In preparation, the GARC team meet every two weeks via zoom, and we discuss the expectations of action research, the implications for the literature review and the processes involved in data collection and collation. This research community is driven by our work with our own students, and each of the 26 research fellows has tailored their own design question to their context and interest. These educators are spread across the corners of the globe, so our daily experiences may be quite different, but at the juncture of our connection is adolescent girls and their education.
My own initial interest in this exploration springboards closely from my work with the wellbeing of our students, as I have been positioned as a year-level coordinator or Head of House over the course of my career and have therefore spent much time considering best practice around improving student welfare. I am interested in the emotional change that girls often experience as they move through the senior years of their schooling. From my view, girls generally begin their secondary journey as bright, bubbly and confident Middle Schoolers, and they progress into the Senior years as sometimes overwhelmed by anxiety, perfectionism and crippling expectations. I am in the process of researching the reasons for this derailment, and will conduct action research later in the year with the intention of offering some solutions through problem-solving and inquiry-based thinking skills, which may better bolster these girls through the entire course of their education; 7-12.
As teachers, we understand the fundamental necessity of collaboration in our work and lives. Much of the discourse around the problems we faced in 2020 remain embedded in the fact that we could not come together physically for our learning, we could not experience the daily bustle of campus life in our community, and could not share personal experience in a straightforward way. Whilst this style of learning certainly had its’ merits, so too did it present pitfalls. One such challenge was in our lack of human connection; the joy that people can bring to one another when simply sitting around a classroom together.
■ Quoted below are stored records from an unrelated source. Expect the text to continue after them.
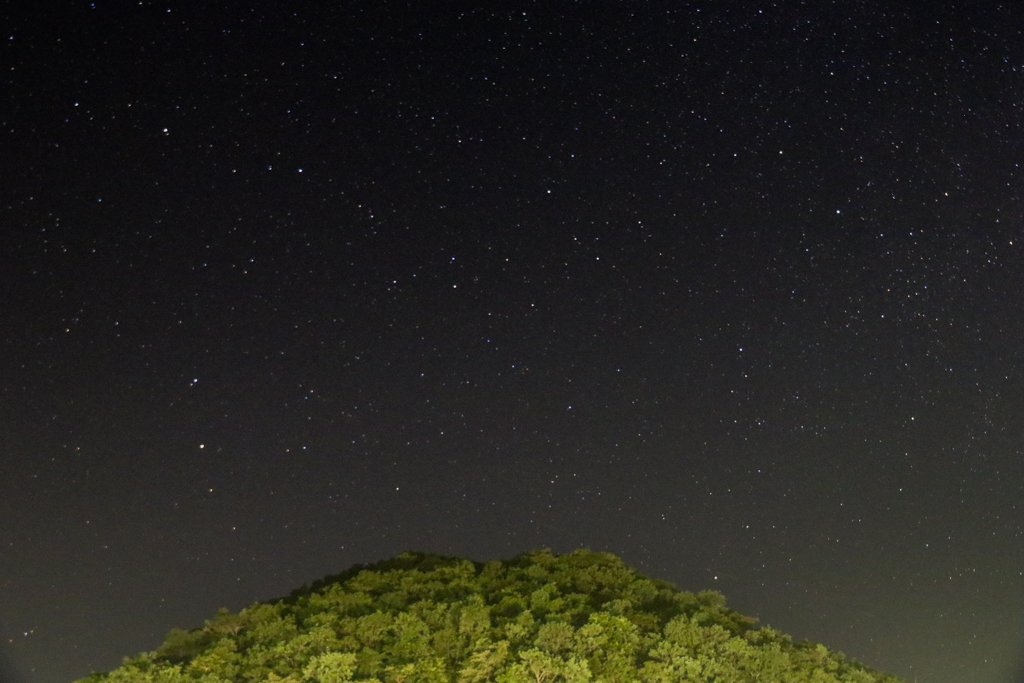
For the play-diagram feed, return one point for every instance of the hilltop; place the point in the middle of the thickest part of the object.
(538, 617)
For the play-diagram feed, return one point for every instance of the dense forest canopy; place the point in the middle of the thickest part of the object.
(538, 617)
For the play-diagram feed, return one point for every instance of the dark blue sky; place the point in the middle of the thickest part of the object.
(731, 290)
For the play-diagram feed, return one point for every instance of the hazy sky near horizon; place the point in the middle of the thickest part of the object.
(734, 291)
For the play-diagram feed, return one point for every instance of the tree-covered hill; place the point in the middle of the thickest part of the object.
(538, 617)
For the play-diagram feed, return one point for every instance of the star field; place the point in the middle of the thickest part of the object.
(731, 290)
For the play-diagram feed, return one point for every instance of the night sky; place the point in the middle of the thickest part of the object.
(732, 290)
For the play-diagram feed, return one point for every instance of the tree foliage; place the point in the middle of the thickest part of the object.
(539, 617)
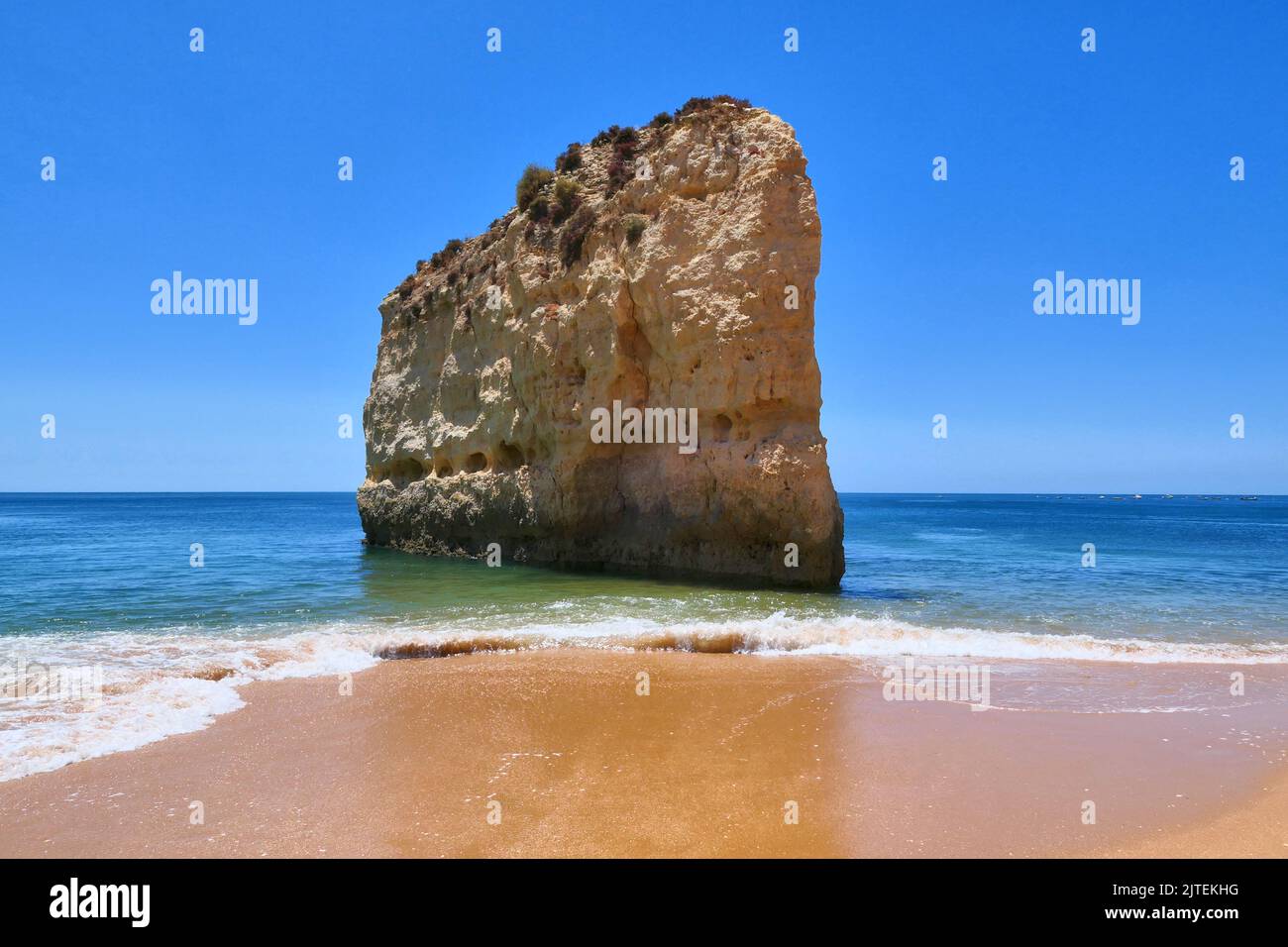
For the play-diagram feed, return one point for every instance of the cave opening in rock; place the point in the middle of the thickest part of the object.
(507, 457)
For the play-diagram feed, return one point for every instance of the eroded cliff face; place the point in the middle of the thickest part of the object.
(665, 285)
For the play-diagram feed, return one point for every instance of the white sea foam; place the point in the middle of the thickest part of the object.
(161, 684)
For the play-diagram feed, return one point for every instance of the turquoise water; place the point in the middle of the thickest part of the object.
(287, 589)
(1180, 570)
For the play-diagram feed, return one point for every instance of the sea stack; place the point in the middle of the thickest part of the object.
(533, 385)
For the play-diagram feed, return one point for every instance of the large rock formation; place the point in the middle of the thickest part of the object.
(669, 266)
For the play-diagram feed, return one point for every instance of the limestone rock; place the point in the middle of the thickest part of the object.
(658, 272)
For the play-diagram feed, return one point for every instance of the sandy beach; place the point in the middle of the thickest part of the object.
(555, 753)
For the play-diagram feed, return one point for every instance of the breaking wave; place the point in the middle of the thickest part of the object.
(156, 685)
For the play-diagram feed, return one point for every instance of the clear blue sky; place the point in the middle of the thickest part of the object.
(223, 163)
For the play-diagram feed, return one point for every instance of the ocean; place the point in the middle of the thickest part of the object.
(286, 587)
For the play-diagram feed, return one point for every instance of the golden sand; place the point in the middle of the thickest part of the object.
(557, 753)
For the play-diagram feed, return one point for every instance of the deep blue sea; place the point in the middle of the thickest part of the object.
(286, 587)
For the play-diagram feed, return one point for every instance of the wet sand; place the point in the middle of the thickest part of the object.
(555, 753)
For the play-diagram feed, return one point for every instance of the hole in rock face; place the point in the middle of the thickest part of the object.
(406, 470)
(507, 457)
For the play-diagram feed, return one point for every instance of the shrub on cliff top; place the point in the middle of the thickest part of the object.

Educational researchers have noted these dynamics for many years, and Gorse and Sanderson observed that “groups perform better when they sense themselves as a unified team with a shared sense of responsibility”, (Gorse and Sanderson, 2007). Schools are very good at creating explicit experiences for group work and community-based learning, and I hope to tailor this focus to better support collaboration, student connection and social confidence. We are in a privileged position as the educators of girls, and it is with keen interest that we strive to improve educational outcomes for all students in our community, each day.
Mrs Rhiannon Ward – English Teacher and Head of Grenfell House
References
Gorse, C. A., and Sanderson, A. M., (2007) Exploring Group Work Dynamics. In Proceedings 23rd Annual ARCOM conference, ed. D. Boyd, 295-304. Belfast, UK: Association of Researchers in Construction Management.